Colt Single Action Variants
The Colt Single Action Army revolver is a Hollywood favorite, and “1883” is no exception. Shown heavily throughout the series, the Colt Single Action revolver is said to be the most American gun of all time and a true symbol of the Old West. With so many in circulation by the early 1880s, the prevalence of the revolver is very accurate. The Colt was the first reliable mass-produced revolver with a metallic cartridge cylinder.
The Colt Single Action revolver had many variants: the Civilian, Artillery, Cavalry, and Sheriff models just to name a few. With the abundance of revolver models, and at the price point, it makes sense it would be used by many veterans of the war and folks in the West as well. Especially given that the cavalry had issued the revolver in pairs, it is accurate that Dutton’s character would have two. An added advantage of having two is the faster reload, like Wild Bill Cody and John Westley Hardin would attest.
The Colt Single Action Army revolver was employed by many of the characters on the show from Dutton’s 17-year-old daughter to the aging Shea Brennan character played by Sam Elliott, with some characters carrying a pair of revolvers. The various carrying displays of the revolvers might be a bit creative, but the sheer number of handguns in the series seems to be spot on.

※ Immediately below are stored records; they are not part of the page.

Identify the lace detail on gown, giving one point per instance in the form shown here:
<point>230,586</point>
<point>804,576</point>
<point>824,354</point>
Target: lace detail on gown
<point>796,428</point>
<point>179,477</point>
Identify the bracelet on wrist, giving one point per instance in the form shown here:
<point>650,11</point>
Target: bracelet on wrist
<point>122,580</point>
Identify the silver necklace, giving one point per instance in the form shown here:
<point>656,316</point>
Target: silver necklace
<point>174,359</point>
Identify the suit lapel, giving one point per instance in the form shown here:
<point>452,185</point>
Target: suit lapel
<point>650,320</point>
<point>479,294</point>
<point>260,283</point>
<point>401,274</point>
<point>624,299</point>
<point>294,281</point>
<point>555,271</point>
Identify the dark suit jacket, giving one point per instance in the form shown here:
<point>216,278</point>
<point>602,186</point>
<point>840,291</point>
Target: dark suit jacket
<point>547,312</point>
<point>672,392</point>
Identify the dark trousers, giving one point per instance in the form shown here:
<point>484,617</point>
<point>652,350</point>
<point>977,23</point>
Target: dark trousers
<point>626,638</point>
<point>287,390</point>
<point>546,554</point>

Model 1860 Army Richards-Mason
In arguably one of the most heart-wrenching scenes of the series, James Dutton’s sister is overcome with grief after her daughter is killed in an altercation with bandits outside of Fort Worth. In a scene filled with emotion, Claire ends her life at the grave of her daughter, with the help of what is said to be the Model 1860 Army Richards-Mason style conversion revolver. While the firearm of choice might not have been what some Western settlers would have used, it demonstrates the hard life that many of them faced, or chose to not face, as the case would be.

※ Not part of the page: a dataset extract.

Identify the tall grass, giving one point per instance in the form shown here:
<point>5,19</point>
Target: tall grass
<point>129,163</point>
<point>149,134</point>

The Model 1860 Army Richard-Mason revolvers, sometimes called the Avenging Angel, originally had ejectors fitted on the right side of the barrel, whereas the revolver depicted in the series did not. The series showed the revolver with a loading lever under the barrel, something that the original did not have. The revolver was commonly referred to as conversion, as the platform used a combination of surplus percussion parts and new parts to make up the assembly by Colt. The revolver in the series is most likely a replica.
Old West Shotguns
When most folks think of the guns that won the west, they usually think of the Colt revolver or a Winchester repeating rifle. Not too many think of double-barreled shotguns, a firearm that some would argue actually won the west. The platform was a reliable and versatile weapon that was used heavily in self-defense and hunting. In the series, the Dutton family, and other characters, use shotguns in both roles quite often.
The shotgun was just as affordable as other firearms for the settlers and was used readily. One shotgun that is seen is the Colt Model 1878. In the series, there are a lot of side-by-side shotguns wielded, and most shotguns (or scatterguns) would have long barrels close to 26” long or more. There were shorter shotguns available, like the “coach gun” that is used early in the series by James Dutton, that were used to protect freight wagons, stagecoaches, and trains through dangerous territory.

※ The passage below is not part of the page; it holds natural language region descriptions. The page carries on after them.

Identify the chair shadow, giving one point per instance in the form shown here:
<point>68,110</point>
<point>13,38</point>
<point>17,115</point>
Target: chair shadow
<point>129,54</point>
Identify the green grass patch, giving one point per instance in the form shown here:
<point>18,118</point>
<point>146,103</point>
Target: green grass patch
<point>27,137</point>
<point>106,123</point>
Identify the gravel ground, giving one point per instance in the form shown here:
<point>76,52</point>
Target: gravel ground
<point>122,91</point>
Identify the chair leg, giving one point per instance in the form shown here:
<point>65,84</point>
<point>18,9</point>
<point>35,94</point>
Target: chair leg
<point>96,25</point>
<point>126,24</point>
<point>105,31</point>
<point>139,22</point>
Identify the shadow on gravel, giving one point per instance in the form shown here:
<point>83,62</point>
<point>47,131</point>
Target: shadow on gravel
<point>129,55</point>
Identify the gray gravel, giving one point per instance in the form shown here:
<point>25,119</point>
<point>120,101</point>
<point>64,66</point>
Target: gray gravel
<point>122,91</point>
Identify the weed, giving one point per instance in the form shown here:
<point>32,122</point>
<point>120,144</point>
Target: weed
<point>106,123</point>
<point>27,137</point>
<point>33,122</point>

There certainly are some glaring issues with some firearms in “1883: A Yellowstone Origin Story,” but for the most part, the firearms seem to be accurately portrayed. Hollywood has gotten better over the years with firearms representation, so it was nice to see it happening in this series. The next part of the origin story is “1923,” so it will be interesting to see how firearms are portrayed in that series.